What martyr disdained to live the abundance of this proclamation? What saint, in His poverty, declared God to be poor and this world to be bereft of its fullness? And yet in our own confidence in the material machine of modernity (not in God) we worry and are anxious about its limits. Modernity’s fullness has its limits for it is not the fullness of God but of man (and this as unredeemed). It offers a false promise. It’s fullness does not generally induce kindness and generosity but acquisition and envy.
True fullness will always beget generosity and kindness – it is a hallmark of the work of God. True fullness brought a cry of “the half of my goods I give to the poor” from the lips of the Publican Zachaeus. True fullness will always be marked by such cries – they are echoes of “Indeed, He is risen!”
The abundance found in the Kingdom of God is not the same as the abundance imagined by a planet enmeshed in its own cycle of scarcity and envy. The abundance proclaimed in the Kingdom of God in which the earth is the Lord’s and the fullness thereof, is an abundance in which there is not enough to waste but more than enough to share. The abundance flows from the enlargement of our heart as we expand our very existence to include the other. A world constituted by love rather than the envy of individualism will always have more than enough.

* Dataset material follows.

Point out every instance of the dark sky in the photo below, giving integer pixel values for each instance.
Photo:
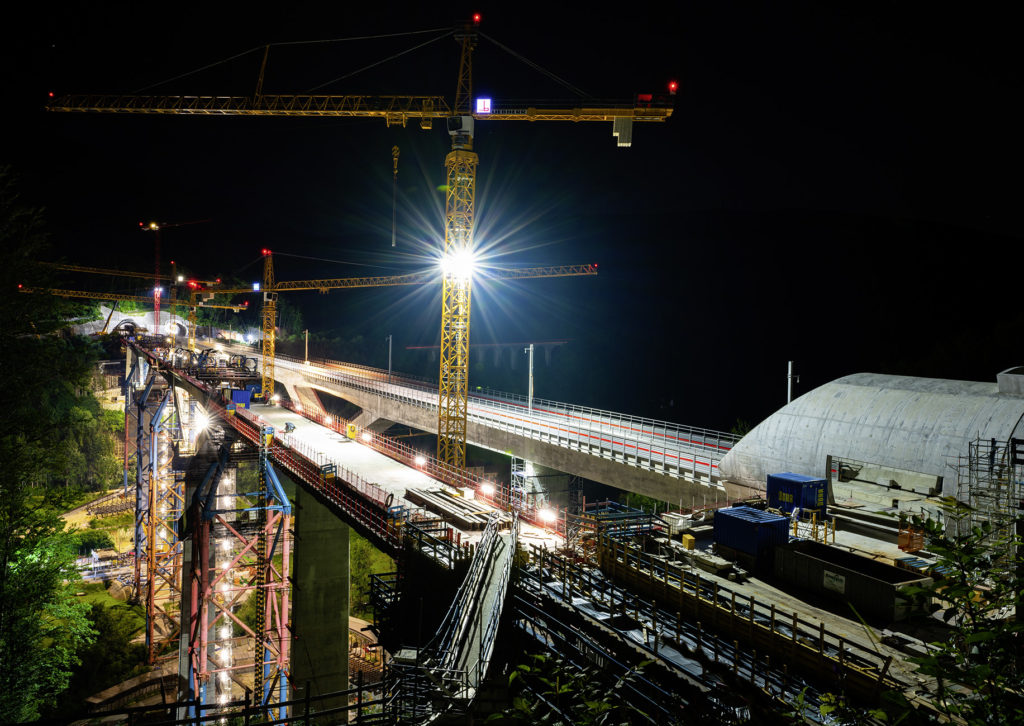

Envy plays a large role in the events of Holy Week. Strangely, it is a passion which is rarely mentioned in our culture, even though the Fathers (at least some) thought of it as the root of all sin. We frequently think of pride as the root of all sin, but some of the Fathers note that pride, unlike envy, can be completely private, whereas envy always seeks harm for another.

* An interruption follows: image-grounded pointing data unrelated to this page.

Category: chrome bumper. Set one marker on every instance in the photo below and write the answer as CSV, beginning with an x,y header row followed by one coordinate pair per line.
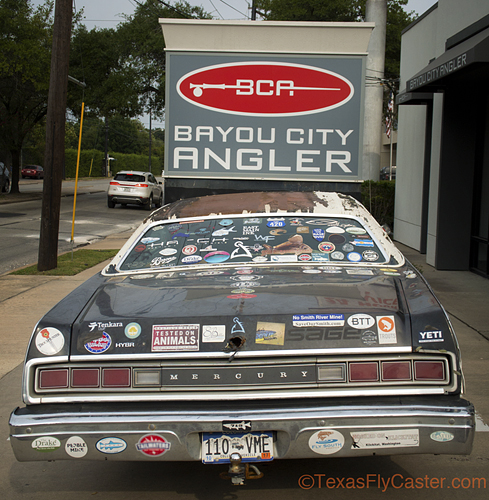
x,y
444,425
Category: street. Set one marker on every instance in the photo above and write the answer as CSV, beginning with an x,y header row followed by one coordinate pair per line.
x,y
20,222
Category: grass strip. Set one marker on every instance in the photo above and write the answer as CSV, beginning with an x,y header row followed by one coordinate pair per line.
x,y
70,264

Many times the sins we think of as pride, are, in fact, envy, insomuch as they are directed at other human beings. We envy their success, their “good fortune,” and many other such things. If we examine our heart carefully we will discover envy to be frequently at the root of anger, our sense of injustice and unfairness. The first murder, Abel’s death at the hand of his brother, is clearly the result of envy.
Even Judas is described as envious in the hymns of the Church, as well as the rulers of Israel by the Scriptures themselves. Sometimes in our “free-market” society, our failure and the envy it engenders gets turned against us and we condemn ourselves because we are not as clever as others. The basic inequalities of life become the source of either anger towards others of self-loathing depending on our own personality (and sometime a mixture of both).

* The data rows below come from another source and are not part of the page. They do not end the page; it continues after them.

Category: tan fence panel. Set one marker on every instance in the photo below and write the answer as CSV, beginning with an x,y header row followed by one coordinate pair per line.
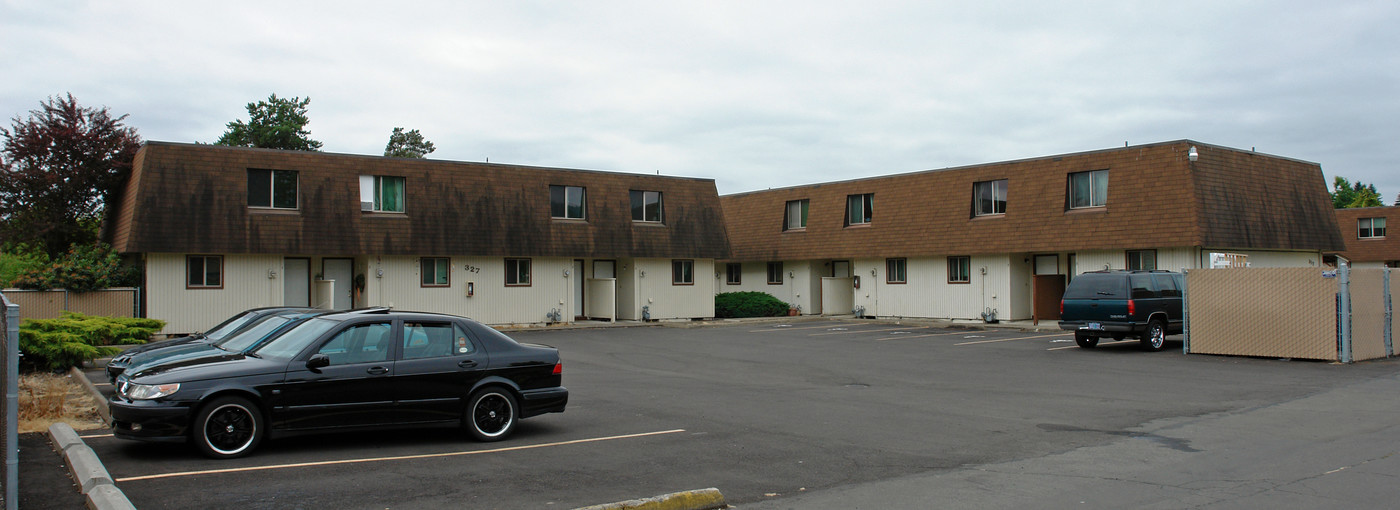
x,y
41,304
1263,311
1368,314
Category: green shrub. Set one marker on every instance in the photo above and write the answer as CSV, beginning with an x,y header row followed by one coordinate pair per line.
x,y
748,304
16,264
76,338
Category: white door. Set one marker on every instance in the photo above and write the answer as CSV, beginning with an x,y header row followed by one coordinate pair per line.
x,y
340,271
578,287
296,283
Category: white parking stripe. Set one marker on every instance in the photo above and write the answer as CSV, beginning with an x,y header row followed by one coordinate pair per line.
x,y
1010,339
392,458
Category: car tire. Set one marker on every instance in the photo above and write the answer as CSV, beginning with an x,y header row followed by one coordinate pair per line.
x,y
1085,341
492,414
1154,336
227,428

The great difficulty with having a God is the fundamental requirement that we renounce envy. As one friend told me, “The most important thing to know about God is that you are not Him.” And this is something that I must learn to be content with. God is the Lord of the universe and not me. Things work together for good according to His own redemptive plan and not according to my secret machinations.
Envy is perhaps the most subtle of sins. Even in the desert where no one possesses anything, there is always something about another that we can find to envy. Our adversary, himself dominated by his envy of God, will always have envious suggestions to make to us.
To combat envy several things are necessary:
We must believe that God is good.
We must believe that God’s will for us in particular is good.
We must believe that God’s goodness is without limit.
We must believe that God’s goodness, shed upon someone else, does not come at our expense.
Thus we can “rejoice with those who rejoice, and weep with those who weep.” We can see that it is possible to turn our lives over completely to God and trust Him in all things. We can bless who we are and where we are (even if our own sins and limitations have made of our lives a difficulty). God is good. We need not envy. Further, we can give thanks for all things for they proceed from the fullness of God and His kindness to us. Even those things we perceive as “evil” occur in the context of the world we have entered through Baptism. We may give thanks despite all the troubles that afflict us – for God is good, and His mercy endures forever.
Envy has no place within the Christian life. It belongs to those who drive nails into the flesh of God and taunt Him with their perceived victory. When all is said, they will stand as mute as fish, unable to cry, “Alleluia.”